9. The method according to claim 1, wherein the machine learning system comprises a single multi-modal anomaly model, configured for:
computing a multi-modal anomaly prediction, based on the sensor data from the plurality of sensors; and
computing said anomaly prediction based on a comparison between said multi-modal anomaly prediction and a threshold;
and wherein adapting the at least one model based on the user feedback comprises adapting said single multi-modal anomaly model.
10. The method according to claim 9, wherein adapting said single multi-modal anomaly model comprises adapting said threshold.
11. The method according to claim 1, wherein adapting the at least one model based on the user feedback is not performed if a false detection rate is under a determined level.

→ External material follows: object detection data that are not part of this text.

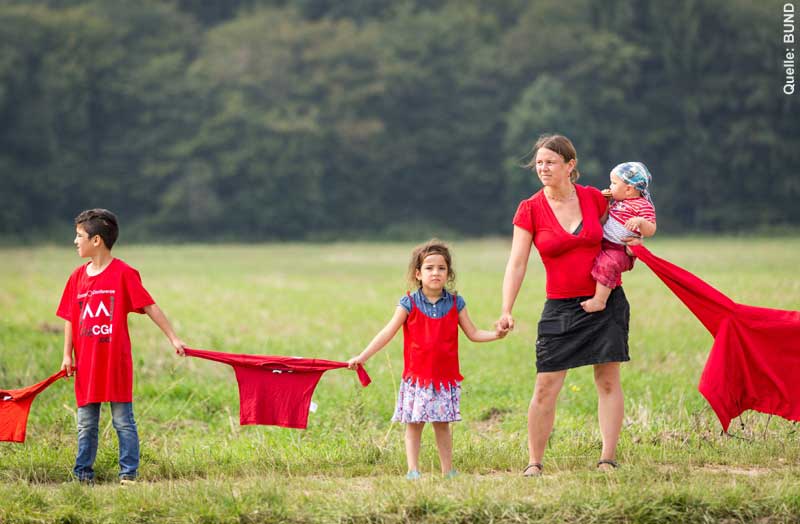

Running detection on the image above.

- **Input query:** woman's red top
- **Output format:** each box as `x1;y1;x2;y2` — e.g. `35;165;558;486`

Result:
514;184;608;298
403;297;464;389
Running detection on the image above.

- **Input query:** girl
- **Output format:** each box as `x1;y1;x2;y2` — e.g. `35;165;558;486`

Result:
348;239;507;480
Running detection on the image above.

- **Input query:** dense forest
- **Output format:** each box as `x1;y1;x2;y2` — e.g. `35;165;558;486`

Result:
0;0;800;241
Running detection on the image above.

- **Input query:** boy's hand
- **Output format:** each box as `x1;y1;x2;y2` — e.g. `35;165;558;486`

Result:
61;357;75;377
170;338;186;356
347;355;364;369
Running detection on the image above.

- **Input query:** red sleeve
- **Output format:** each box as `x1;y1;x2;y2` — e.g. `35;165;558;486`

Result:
514;199;534;234
56;272;75;322
122;267;155;313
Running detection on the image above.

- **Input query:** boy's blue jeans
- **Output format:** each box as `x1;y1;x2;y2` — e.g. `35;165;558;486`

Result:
72;402;139;480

12. The method according to claim 1, 10, wherein said method further comprises:
generating a supplemental set of training data based on the user feedback and the sensor data from the plurality of N sensors; and
re-training said at least one model with the supplemental set of training data.
13. (canceled)
14. A non-transitory computer-readable carrier medium having stored thereon a set of programming instructions that, when executed by at least one processor configured for learning at least one model from a set of training data, performs the steps of:
receiving sensor data from a plurality of N sensors;
computing an anomaly prediction based on the sensor data and the at least one model; and
if the anomaly prediction is an anomaly detection, sending an anomaly event containing said anomaly prediction;
receiving a user feedback belonging to the group comprising:
a user feedback indicating that the anomaly prediction contained in the anomaly event is correct;
a user feedback indicating that the anomaly prediction contained in the anomaly event is incorrect;
a user feedback indicating an absence of anomaly event, corresponding to an incorrect anomaly predicitoin; and
adapting the at least one model based on the user feedback.
15. A device for detecting anomalies, said device comprising a reprogrammable or dedicated computation machine configured for implementing a machine learning system itself configured for:
learning at least one model from a set of training data;
receiving sensor data from a plurality of N sensors;
computing an anomaly prediction based on the sensor data and the at least one model; and
if the anomaly prediction is an anomaly detection, sending an anomaly event containing said anomaly prediction;
characterized in that said machine learning system is further configured for:
receiving a user feedback belonging to the group comprising:
a user feedback indicating that the anomaly prediction contained in the anomaly event is correct;
a user feedback indicating that the anomaly prediction contained in the anomaly event is incorrect;
a user feedback indicating an absence of anomaly event, corresponding to an incorrect anomaly prediction; and
adapting the at least one model based on the user feedback.